Have you ever looked back on the moments that you felt almost crushed you. Ones that beat you down so far you never imagined you would get back up again? Yet, here you are!


Now, take those same moments and see them from a different angle, on how they defined who you are today? Where would you be without them? Who would you be?


I read this tonight; a meme on Facebook that started the reasoning for this entry. A simple quote, that somehow describes the purposes of my own childhood.



I have written about my PTSD, triggers, and spoken to many of you on a personal level about why I have those residual effects of trauma. I've always been open, honest and raw when it comes to life.


So here it goes.


I was 5 years old. Just started kindergarten, parents newly separated, when the sexual abuse started. It was your statistical situation. Close family member. A person who everyone loved, seemed on the outside to be a carefree, fun loving person. Yet there was darkness that no one could see, at least they refused to acknowledge. This person was not who they seemed. My childhood ended at 5 years old. This lasted 5 years more. Panic attacks started around that time. Over eating. Bulimia. Self harm. I was 10. At 10 years old the was over, but I was left to process all of this in my own juvenile mind.


I was 16 years old when I finally came forward. In the result of my accusations and truth about the beloved family member, there were sides taken, myself and supportive mother were disowned from the rest of the family. Alienated.


However because I came forward, so did others in my family. Some of my generation, some from the older generation. I was in shock to know that this had been going on for years, for decades, and all there was was silence. I was 16 years old when I found my voice, my courage, and what I know now warrior self to be the one who took that first step in stopping it all.


The authorities did nothing. Coming from a small town, there was conflict of interest among my abuser and police. Long story short, the charges were dropped.


That is when the depression, anxiety and PTSD took over. Over the years I would hear there were foster kids and church youth groups this person would be involved with. Each time, I would call Children's Aid. Why? To protect someone else when no one could protect me.


It fueled me. I felt I had to be the one to say something, when the whole reason I went through it was because no one talked about it. And it hurt every step of the way. Yes, there were thoughts of suicide. Yes, there were moments when I wanted the pain to end. I sought professional help when I was at my lowest. I still felt I faught alone, and most days it felt like I was losing.


And then one day my friend said, "You are the strongest person I know." And there it was. How could someone see that in me when I felt was broken, tired and defeated. It made me stop and reflect.


I was strong. There was a fire in me, that even in its moments of just glowing embers, still burned. I started to use it as my fuel to succeed rather than let it burn me. I was determined to not allow one person to not only take my childhood, my adolescence but not my whole life. I made sure that those 5 years of abuse did not define me, but the years after of surviving and healing did.

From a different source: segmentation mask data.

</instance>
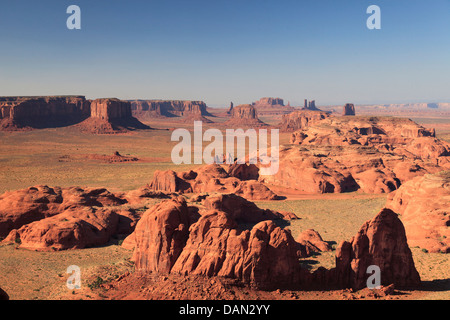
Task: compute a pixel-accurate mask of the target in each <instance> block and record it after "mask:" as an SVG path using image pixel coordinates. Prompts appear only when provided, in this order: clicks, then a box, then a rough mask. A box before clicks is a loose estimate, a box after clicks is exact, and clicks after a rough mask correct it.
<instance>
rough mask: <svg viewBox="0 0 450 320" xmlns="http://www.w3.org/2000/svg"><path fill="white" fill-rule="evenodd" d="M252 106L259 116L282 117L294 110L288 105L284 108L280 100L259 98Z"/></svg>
mask: <svg viewBox="0 0 450 320" xmlns="http://www.w3.org/2000/svg"><path fill="white" fill-rule="evenodd" d="M252 105H253V106H254V107H255V109H256V111H257V112H258V115H260V116H274V115H282V114H287V113H289V112H292V111H294V110H295V109H294V108H293V107H291V106H290V105H287V106H285V105H284V101H283V99H281V98H261V99H260V100H258V101H256V102H253V104H252Z"/></svg>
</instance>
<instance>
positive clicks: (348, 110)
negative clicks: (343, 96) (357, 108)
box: [342, 103, 356, 116]
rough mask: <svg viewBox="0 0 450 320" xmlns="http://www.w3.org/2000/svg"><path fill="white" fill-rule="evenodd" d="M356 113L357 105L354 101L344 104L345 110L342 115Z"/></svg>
mask: <svg viewBox="0 0 450 320" xmlns="http://www.w3.org/2000/svg"><path fill="white" fill-rule="evenodd" d="M355 114H356V113H355V105H354V104H352V103H346V104H345V106H344V111H343V112H342V115H344V116H354V115H355Z"/></svg>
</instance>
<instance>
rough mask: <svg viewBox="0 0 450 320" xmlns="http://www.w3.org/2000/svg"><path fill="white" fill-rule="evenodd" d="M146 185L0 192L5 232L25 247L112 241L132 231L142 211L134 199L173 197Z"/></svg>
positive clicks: (52, 187)
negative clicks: (125, 189)
mask: <svg viewBox="0 0 450 320" xmlns="http://www.w3.org/2000/svg"><path fill="white" fill-rule="evenodd" d="M169 197H170V194H160V193H154V192H152V191H150V190H148V189H146V188H141V189H138V190H133V191H131V192H129V193H119V194H114V193H112V192H110V191H108V190H107V189H104V188H80V187H69V188H60V187H49V186H34V187H29V188H26V189H22V190H16V191H8V192H5V193H4V194H3V195H0V238H5V239H4V241H5V242H14V241H16V242H19V243H20V248H26V249H33V250H39V251H52V250H66V249H75V248H85V247H92V246H98V245H103V244H106V243H107V242H108V241H109V240H110V238H111V236H113V235H122V234H125V235H127V234H129V233H130V232H132V231H133V230H134V227H135V225H136V223H137V221H138V220H139V219H140V216H141V214H142V213H140V212H138V211H136V210H134V209H132V208H131V207H129V206H127V207H123V206H122V205H123V204H129V205H133V204H134V203H140V202H142V201H143V200H145V199H148V198H169Z"/></svg>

That quote above, is the description of my entire fight. The need to break the pattern of my family secrets and trauma. I am not seeking validation, nor recognition in this, but only for all of you to take a look at your life.


Take a deep look at where you once were, and where you are now. I know without all that had happened to me, my life now, all that I have and am thankful for would not have existed without that fight for survival and justice. And I think for the first time in my life I can say that I am proud of myself.


And that is what I want for all of you. I want you to acknowledge all you have been through, all you have done to get through it, or still going through and know you are strong. Be proud of yourself. Keep fighting. It does get better. Allow the fire you think will hurt you to build, and fuel you forward. Be your own warrior.